A politically moderate former hospital executive who also served in the Obama administration, Shulkin had been one of Trump’s most popular Cabinet secretaries, both in the White House and on Capitol Hill. At a time when Trump was struggling to find legislative victories, Shulkin and Congress’ veterans committees delivered a string of popular, bipartisan bills to the president’s desk.
And Trump has publicly showered Shulkin with praise. At a signing ceremony for one of those bills in June, Trump said his secretary did not have to worry about hearing the president’s old reality-show catchphrase, “You’re fired.”
“We’ll never have to use those words on our David,” Trump said, pointing his finger at the secretary like a pistol. “We will never use those words on you, that’s for sure.”
That tenor began to change in recent months, as Shulkin increasingly butted heads with conservative Trump administration officials over one of the White House’s top policy priorities for the department: the expansion of government-subsidized private health care for veterans, outside the government-run VA health system.
The conservatives came to feel that Shulkin, who advocated a moderate rewrite of the current private care programs, was an obstacle to their goal.
The dispute spilled into public over the last month, following a scathing report by department’s inspector general on a business trip Shulkin took to Britain and Denmark last year. The report found “serious derelictions” related to the trip and concluded that the secretary spent much of it sightseeing and improperly accepted a gift of Wimbledon tickets.
The report in hand, Shulkin’s critics in the White House and the department — including his two top communications deputies — worked behind the scenes to try to hasten his ouster. Shulkin, who disputed the report’s findings, went public with fears that appointees were “trying to undermine the department from within.” He iced out those he viewed as a threat and essentially became his own one-person press office.
As recently as last week, after a series of meetings with John F. Kelly, the White House chief of staff, Shulkin publicly declared victory, hinting that he had the White House’s support to remove officials battling him.
The secretary appeared to be regaining his footing. He sat at Trump’s side during a Cabinet meeting, and the two men together called Sen. Johnny Isakson, R-Ga., chairman of the Veterans’ Affairs Committee, to pledge their support for his more moderate health care legislation, according to a congressional aide briefed on the call. The secretary maintains the support of top Democrats and Republicans on Capitol Hill.
But top White House officials have only become more irked with the secretary’s penchant for publicly discussing internal politics, and Trump has begun searching for a replacement.

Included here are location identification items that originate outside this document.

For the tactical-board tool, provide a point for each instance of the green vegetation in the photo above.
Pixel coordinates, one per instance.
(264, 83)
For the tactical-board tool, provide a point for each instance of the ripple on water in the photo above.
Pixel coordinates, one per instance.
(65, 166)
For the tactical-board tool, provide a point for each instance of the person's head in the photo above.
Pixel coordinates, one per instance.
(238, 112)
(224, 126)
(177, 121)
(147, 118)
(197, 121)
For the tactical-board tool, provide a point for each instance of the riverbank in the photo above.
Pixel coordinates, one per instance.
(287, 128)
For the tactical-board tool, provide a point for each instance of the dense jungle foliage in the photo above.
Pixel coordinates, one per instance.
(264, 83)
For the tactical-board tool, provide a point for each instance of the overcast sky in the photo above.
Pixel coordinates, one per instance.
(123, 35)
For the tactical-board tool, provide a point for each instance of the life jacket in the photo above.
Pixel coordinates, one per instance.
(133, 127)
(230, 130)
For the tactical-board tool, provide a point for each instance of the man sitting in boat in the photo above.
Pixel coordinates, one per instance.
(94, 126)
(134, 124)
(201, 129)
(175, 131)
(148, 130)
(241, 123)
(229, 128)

Perry is seen as a more pliant figure for the Veterans Affairs position. Unlike Shulkin, who had run the department’s health care system under President Barack Obama and spent a career in hospital administration, Perry has no background in health care delivery, but as Texas’ governor, he showed a willingness to experiment.
If Trump were to make the move, possible replacements for Perry could include Ray Washburne, a Dallas entrepreneur and prominent Republican fundraiser; J. Larry Nichols, the former chairman of Devon Energy; and T. Boone Pickens, the Texas oilman, according to people who work closely with senior officials at the department and the White House.